Панталеон потер лоб мясистой ладонью, пытаясь осмыслить услышанное. Вздохнул и поглядел на Асандра с укоризной.

– Ты вот славишь Махара! – возразил он. – Но ведь Махар перестал доверять тебе. Он отлучил тебя от всех благ! Почему?.. Он полагает, что ты верен Митридату, как главный жрец фиаса евпатористов! Если это так, он закует тебя в цепи!

Асандр невольно рассмеялся, к вящему удивлению Панталеона, не понимающего игры событий.

– Не удивляйся моему смеху, я не пьян, – сказал он. – Я верен Боспору! Но знаю, что стоит прийти к власти Ахаменам или Гераклидам – они снимут с меня голову! А при Махаре, хоть он и дуется на меня, не посмеют!.. Вот я и рукоплещу Махару, пою ему славу! Ибо сам Махар меня не тронет, скорее призовет опять во дворец!

– О боги, ты мудр и все предвидишь заранее!

– Пытаюсь предвидеть, желая сохранить голову на плечах! Это прежде всего!.. А потом – я не хочу, чтобы за ошибки царей и правителей был разрушен Пантикапей, в котором я родился!.. Но погоди немного, скоро все поймешь! А теперь я должен побывать в Пантикапее! Надо увидеться с Левкиппом, получить кое-какой должок с города!.. Эй, Гиерон, вели седлать коней! Поедешь со мною, а за домом и виноградником присмотрит Флегонт!

 

XIX

Когда Асандр появился в Пантикапее, уже весь город говорил о потрясающей новости, измене Махара отцу и переходе Боспора под высокую руку Рима.

Найдя Левкиппа в храме Зевса Спасителя, Асандр приветствовал старца с сыновней почтительностью, после чего обратился к нему со словами:

– Почтенный отец! Опасное поручение, которое ты и тайный совет дали мне, выполнено успешно!.. Не так ли?

– Так, сын мой, – ответил жрец мягко, но сдержанно. – То, что было замыслено нами, совершилось. Римский меч отведен от сердца нашей державы!

– Надеюсь, совет не забыл, что самую опасную литургию, именно переговоры с Махаром, выполнил я?
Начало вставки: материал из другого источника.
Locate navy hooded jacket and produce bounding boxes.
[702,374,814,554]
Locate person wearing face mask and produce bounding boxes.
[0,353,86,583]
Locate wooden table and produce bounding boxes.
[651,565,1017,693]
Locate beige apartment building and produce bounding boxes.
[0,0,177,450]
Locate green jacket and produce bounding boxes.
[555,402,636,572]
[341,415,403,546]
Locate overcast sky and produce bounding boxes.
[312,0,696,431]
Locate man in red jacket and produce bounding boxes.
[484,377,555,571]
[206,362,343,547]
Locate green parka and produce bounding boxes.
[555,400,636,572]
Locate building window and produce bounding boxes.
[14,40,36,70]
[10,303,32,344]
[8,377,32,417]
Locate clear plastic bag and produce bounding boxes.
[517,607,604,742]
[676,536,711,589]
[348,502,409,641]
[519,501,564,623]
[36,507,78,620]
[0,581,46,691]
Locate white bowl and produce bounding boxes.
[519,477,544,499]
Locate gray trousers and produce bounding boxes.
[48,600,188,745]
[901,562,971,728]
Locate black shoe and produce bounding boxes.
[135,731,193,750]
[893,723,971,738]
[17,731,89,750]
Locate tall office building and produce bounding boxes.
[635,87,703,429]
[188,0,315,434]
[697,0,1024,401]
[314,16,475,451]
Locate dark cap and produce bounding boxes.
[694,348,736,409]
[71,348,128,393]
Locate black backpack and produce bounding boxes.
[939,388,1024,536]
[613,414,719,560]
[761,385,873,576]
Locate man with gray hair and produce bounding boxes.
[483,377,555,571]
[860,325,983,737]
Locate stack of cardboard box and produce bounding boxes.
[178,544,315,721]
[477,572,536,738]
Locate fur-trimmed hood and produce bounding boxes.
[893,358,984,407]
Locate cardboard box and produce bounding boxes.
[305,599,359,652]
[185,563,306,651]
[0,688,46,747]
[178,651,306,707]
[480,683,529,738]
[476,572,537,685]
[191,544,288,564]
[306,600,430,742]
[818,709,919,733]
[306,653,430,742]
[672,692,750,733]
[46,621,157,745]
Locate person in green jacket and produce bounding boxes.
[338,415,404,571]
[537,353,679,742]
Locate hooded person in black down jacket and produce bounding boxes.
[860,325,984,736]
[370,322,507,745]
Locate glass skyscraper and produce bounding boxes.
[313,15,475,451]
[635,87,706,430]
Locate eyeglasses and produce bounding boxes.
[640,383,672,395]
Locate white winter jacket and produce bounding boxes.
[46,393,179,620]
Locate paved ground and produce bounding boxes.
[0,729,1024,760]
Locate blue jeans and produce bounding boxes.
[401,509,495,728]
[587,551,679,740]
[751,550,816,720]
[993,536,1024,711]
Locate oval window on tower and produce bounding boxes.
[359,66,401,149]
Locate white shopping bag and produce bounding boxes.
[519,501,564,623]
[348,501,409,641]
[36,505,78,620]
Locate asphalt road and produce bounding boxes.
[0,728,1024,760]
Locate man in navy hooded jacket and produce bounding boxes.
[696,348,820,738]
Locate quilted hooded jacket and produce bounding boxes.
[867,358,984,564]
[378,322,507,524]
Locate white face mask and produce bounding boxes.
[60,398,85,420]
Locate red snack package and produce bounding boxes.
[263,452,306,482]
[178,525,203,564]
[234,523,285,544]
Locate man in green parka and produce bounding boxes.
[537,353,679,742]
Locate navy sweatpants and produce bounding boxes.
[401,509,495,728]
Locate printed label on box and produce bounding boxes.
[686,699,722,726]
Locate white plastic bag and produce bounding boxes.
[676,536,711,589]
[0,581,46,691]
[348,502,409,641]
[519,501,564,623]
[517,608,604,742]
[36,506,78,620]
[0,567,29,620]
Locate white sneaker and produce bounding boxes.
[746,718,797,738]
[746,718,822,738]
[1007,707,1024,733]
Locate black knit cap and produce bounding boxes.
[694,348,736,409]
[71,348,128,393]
– Да, да, – подтвердил Левкипп с некоторой заминкой. – Но архонты утверждают, что Махар принял это решение сам, независимо от твоих усилий. Даже считают, что ты говорил ему что-то совсем другое, он не захотел слушать тебя, даже был разгневан! Иначе откуда эта его немилость к тебе?

– Это происки врагов моих, они хотят унизить меня, боятся моего возвышения! А что Махар отстранил меня – в этом его хитрость! Он принял мои советы, но не захотел показать, что порывает с отцом под чьим-то влиянием! Ему хочется сохранить видимость самостоятельности, независимости! Только глупцу это не понятно!.. Мне кажется, что архонты просто не хотят отдать в мои руки соляные откупа, не так ли?.. А ведь дана клятва, и ты эту клятву скрепил именем Зевса! Как же можно теперь отступиться от нее?

– Не только это, Асандр. Для меня совершенно очевидны твои заслуги и рвение!

– Так в чем же дело?

– А в том, что Митридат снова поднял голову! Он набрал войско и спустился с гор, намереваясь дать Лукуллу решительное сражение! Вот архонты и говорят, что мы поспешили с переходом в римский лагерь!

– Почему мы? Махар поспешил, а не мы!.. Если царевич принял решение самостоятельно, как утверждают архонты, значит, я и тайный совет, который меня посылал, не замешаны в измене Махара! Более того – Махар прогнал меня, поверг в опалу! За что?.. Не иначе как за то, что я жрец фиаса, поклоняющегося Митридату!.. Теперь я чист перед грозным царем, так же как и совет города! Перешел Махар к римлянам – слава ему, да будет он нашей защитой перед Римом!.. А если Митридат побьет Лукулла, слава и ему, ибо наше дело – сторона!.. Махар в своей гордыне взял на себя всю тяжесть измены отцу, а раз так, ему и отвечать!.. А мне, жрецу евпатористов, недолго созвать всех поклонников Митридата и вознести гимны, восславить его!.. Пойми, Левкипп, в случае победы Митридата Пантикапей будет ой как нуждаться во мне!.. Пусть и архонты подумают об этом!

Левкипп поднял на Асандра удивленные глаза, словно впервые видел его.

– Я всегда верил в силу твоего разума, – произнес он совсем другим тоном. – Но сейчас убеждаюсь, что ты достойный сын нашей общины и видишь многое впереди, что заслонено от других из-за их близорукости!.. Иди, сын мой, я постараюсь, чтобы ты получил обещанное!

Через два дня Асандру была вручена грамота, дающая право на взыскание соляных сборов со всех городов Боспора.

Однако от назначения его на высокую должность стратега города совет архонтов воздержался.

– Ничего, – бурчал под нос Асандр, возвращаясь домой, – вы еще сами предложите мне это место!

Он с большим аппетитом пообедал у очага, на котором Антигона жарила мясо на спицах и подавала на стол в горячем виде. Хотел было отдохнуть, но послышались тяжелые шаги и вошел, отдуваясь, возбужденный Панталеон. Его борода была растрепана, на лбу залегла глубокая складка.

– Э-гой, Асандр! – раздался его громоподобный голос. – Вчера ты радовался обороту дела, а сегодня упало первое яблочко с червивой яблони!

– Говори, я слушаю.

– Я и все «ледовые братья» списаны с кораблей и согнаны на берег!.. Махар имеет новых друзей – римлян!.. Римляне берут в свои руки дело хлебных перевозок, а мы больше не нужны!.. А возглавлять караваны будет уже не Фрасибул, а помощник наварха Сервилия – Цензорин!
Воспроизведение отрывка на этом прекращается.